Facciamo il punto della situazione dopo un paio di anni dalla lungimirante operazione CAI fortemente voluta dal Presidente Berlusconi e dalla allegra cordata di imprenditori amici, tra conti ufficiali e stime, abbiamo perso oltre 7 miliardi di euro! Facile , no? Prevedibile, anche!
Tutto ciò a dire del sempre più lungimirante Presidente del Consiglio pur di non lasciare l’Alitalia “in mano straniera”, e salvaguardare la "compagnia di bandiera" ed il livello occupazionale cercando nel contempo di “rilanciare” la compagnia aerea italiana su cui aveva avanzato una proposta di acquisto Air France, la quale nella propria onestissima proposta aveva messo in conto l'enorme passivo a bilancio e gli esuberi di personale, prevedendo piani programmatici atti al risanamento e al ripristino di una forte competitività aziendale a livello europeo e mondiale.
La cordata ha fondato la Cai (Compagnia aerea italiana) ma con un bell’aiuto da parte del governo che ha scorporato la vecchia Alitalia in una “bad company” "che si è accollata tutti i debiti" e in una “new company”, con quanto di buono era rimasto. In più ha accordato alla Cai un consistente piano di armottizzatori sociali, mandando in cassa integrazione 5.500 lavoratori, di cui pochissimi sono stati finora riassorbiti e per tutti gli altri si apre il baratro della disoccupazione, alla faccia della salvaguardia dei livelli occupazionali, reddituali e dei diritti concordati con i sindacati nella estenuante trattativa che abbiamo tutti seguito attraverso i media. Oltretutto, grazie ad un decreto ad hoc è stato possibile formare nuovi assistenti di volo e assumerli con contratti svantaggiosi a paragone di quelli che firmava Alitalia. In tutta questa – lunga e complessa – storia va annoverato un altro vincitore: l’imprenditore Carlo Toto che ha venduto la sua Airone.

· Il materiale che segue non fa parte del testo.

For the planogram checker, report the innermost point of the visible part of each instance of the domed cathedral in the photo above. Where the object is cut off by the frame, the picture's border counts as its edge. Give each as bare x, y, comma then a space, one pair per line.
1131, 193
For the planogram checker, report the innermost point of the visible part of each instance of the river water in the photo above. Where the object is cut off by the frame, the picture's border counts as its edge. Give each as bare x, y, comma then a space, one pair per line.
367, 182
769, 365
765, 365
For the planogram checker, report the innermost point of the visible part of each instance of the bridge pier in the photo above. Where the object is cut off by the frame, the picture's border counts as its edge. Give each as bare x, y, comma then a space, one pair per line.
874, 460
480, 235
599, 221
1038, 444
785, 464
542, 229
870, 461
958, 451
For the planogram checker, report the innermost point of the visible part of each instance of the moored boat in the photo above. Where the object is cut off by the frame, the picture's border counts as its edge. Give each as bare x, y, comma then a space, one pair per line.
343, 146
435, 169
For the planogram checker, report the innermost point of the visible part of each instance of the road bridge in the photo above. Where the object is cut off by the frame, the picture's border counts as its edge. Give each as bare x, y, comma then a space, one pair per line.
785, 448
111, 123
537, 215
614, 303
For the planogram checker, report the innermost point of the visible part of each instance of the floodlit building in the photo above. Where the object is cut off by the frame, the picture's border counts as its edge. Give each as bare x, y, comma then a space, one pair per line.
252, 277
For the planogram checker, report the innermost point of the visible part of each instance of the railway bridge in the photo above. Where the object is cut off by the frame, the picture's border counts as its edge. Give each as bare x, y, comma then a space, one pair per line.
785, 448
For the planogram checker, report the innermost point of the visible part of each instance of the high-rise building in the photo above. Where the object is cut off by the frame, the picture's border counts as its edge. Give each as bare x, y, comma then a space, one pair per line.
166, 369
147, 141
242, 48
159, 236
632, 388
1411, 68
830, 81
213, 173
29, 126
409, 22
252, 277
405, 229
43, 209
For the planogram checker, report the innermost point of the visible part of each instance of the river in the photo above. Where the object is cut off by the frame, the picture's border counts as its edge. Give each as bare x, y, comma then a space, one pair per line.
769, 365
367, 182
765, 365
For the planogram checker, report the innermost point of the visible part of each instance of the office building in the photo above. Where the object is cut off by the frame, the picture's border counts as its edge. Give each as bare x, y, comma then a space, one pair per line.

Bene, tutto questo è costato 7 miliardi di euro. Soldi sborsati dagli italiani, attraverso le tasse. Ora, dicono i lavoratori di Alitalia, è arrivato il momento di chiedere il conto. Stamattina gli avvocati Francesca Scoppetta e Davide Romano hanno illustrato alla stampa il progetto di una class action contro la pubblica amministrazione a cui potranno partecipare i contribuenti che si sentono “beffati” dal modo in cui è stata gestita l’operazione Alitalia. L’idea della class action è dell’associazione Anelta, gli ex lavoratori dell'aviazione civile, che saranno parte attiva della class action. “Presenteremo la diffida al Tar ad ottobre, e c’è tempo per unirsi, rivolgendosi all’associazione, fino a settembre”, spiega Scoppetta.

Ma in realtà gli “step” dell’azione collettiva prevedono anche un ricorso alla Corte europea dei diritti dell’uomo e alla Corte di giustizia europea. Se dovessero esserci dei risarcimenti, questi verrebbero distribuiti a tutti i partecipanti alla class action. Certo, l’importo per sostenere l’azione non è piccolo, circa mille euro a persona, ma grande è la questione che si va ad affrontare. Sia dal punto di vista economico che giuridico. “Nel ricorso affronteremo sia l’aspetto economico della mancanza di trasparenza nella vendita di Alitalia che l’aspetto giuridico, poiché vi è stata grande disinvoltura nell’applicazione del diritto: certamente nella tutela del lavoro, ma anche nella gestione della vendita”.

Un esempio per tutti: la Cai ha applicato la discontinuità aziendale quando si è trattato di applicare i nuovi contratti ai lavoratori. Ma ha fatto valere la continuità di servizio quando si è trattato di ottenere dall’Enac il certificato aeronautico. Quello di Alitalia è stato tarsferito in brevissimo tempo a Cai. Ma allora, è la stessa azienda o no? “La vicenda di Alitalia rappresenta un paradigma – dice Guido Gazzoli, autore del libro “Aerei di carta” proprio sull’operazione della ex compagnia aerea italiana – le logiche applicate ai lavoratori, considerati non una risorsa ma un ‘materiale umano’ da contendersi al minor prezzo sono quelli che oggi Fiat vorrebbe imporre nella sua newco”. Fili da riallacciare, anche cominciando dai tribunali.